The CSGV doesn’t care about the facts, really. They’re too busy condemning Carson for the ultimate sin in a world where political correctness is all: perceived insensitivity. And doing their best to “inspire” Americans to become armed self-defense deniers.

In this they are not alone. rawstory.org‘s article Combat veterans shoot down NRA ‘fantasy world’ of ‘good guys with guns’ treads the same path. Ditto thenation.com‘s Combat Vets Destroy the NRA’s Heroic Gunslinger Fantasy. Notice the insertion of the NRA into the “argument” that “a good guy with a gun” can’t take out a “bad guy with a gun” (despite the fact they do).

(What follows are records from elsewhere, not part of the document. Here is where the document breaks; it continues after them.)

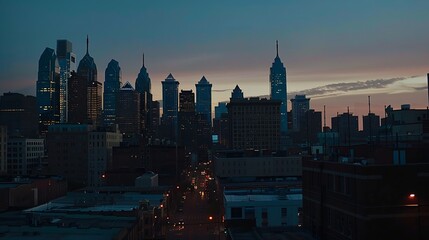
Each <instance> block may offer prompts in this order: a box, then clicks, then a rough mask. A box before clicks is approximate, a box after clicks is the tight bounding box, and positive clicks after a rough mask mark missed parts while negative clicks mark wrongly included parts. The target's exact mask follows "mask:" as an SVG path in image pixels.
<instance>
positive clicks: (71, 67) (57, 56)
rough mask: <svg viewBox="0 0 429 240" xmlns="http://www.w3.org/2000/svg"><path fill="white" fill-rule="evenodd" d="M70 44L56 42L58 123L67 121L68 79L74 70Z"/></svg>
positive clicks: (72, 52)
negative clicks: (59, 68) (57, 85)
mask: <svg viewBox="0 0 429 240" xmlns="http://www.w3.org/2000/svg"><path fill="white" fill-rule="evenodd" d="M72 50H73V49H72V43H71V42H70V41H68V40H57V58H58V64H59V65H60V122H62V123H65V122H67V121H68V84H67V82H68V79H69V78H70V76H71V72H72V71H73V70H76V55H75V54H74V53H73V52H72Z"/></svg>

But wait! There’s more! Post-Umpqua gun control media mavens have all trained their big guns on the NRA – almost as if it was a coordinated attack. Here’s a sampling of the unprecedented assault on the nation’s oldest civil rights organization.

SalonPeople Die Because of this Man

Mother Jones: The NRA Is Losing Its Grip on Power

thinkprogress.org5 Indefensible Tweets From The NRA Since The Oregon Gun Massacre

nytimes.comWho the N.R.A. Really Speaks For

deadline.comHow NRA Second Amendment Paranoia, Money, Cowed Pols Make Next Massacre Inevitable

eurweb.comEarl Ofari Hutchinson’s Explosive Expose on How the NRA Terrorizes Congress

huffingtonpost.comHarry Reid: Republicans Are ‘Acting As Puppets For The NRA’

marketwatch,comThe NRA’s profit soars as deaths from gun massacres mount

washingtonpost.comGet the NRA to license bullet sales, and you’ll reduce gun violence

newyorker.comRepublicans and Gun Control: A Sad Mantra

And dozens more. Not to mention presidential aspirant Hillary Clinton’s recent pronouncement proclaiming that the NRA as the same as “the Iranians and Communists.” And the President’s thinly-veiled NRA slam during his statement immediately after the Umpqua shooting.

I reckon the Umpqua killing set the civilian disarmament industrial complex into high dudgeon because they can’t get anything done politically. Not now, with Republicans controlling both the Senate and the House. After the failure of the post-Newtown Manchin-Toomey universal background check bill. With Americans supporting gun rights like never before.

I fully expect the antis’ saber-rattling rhetoric to die-down in the weeks ahead. That said, we have a lame duck President who might see executive action on gun control as a way to change the conversation from his many foreign policy “successes.” As always, keep your powder dry.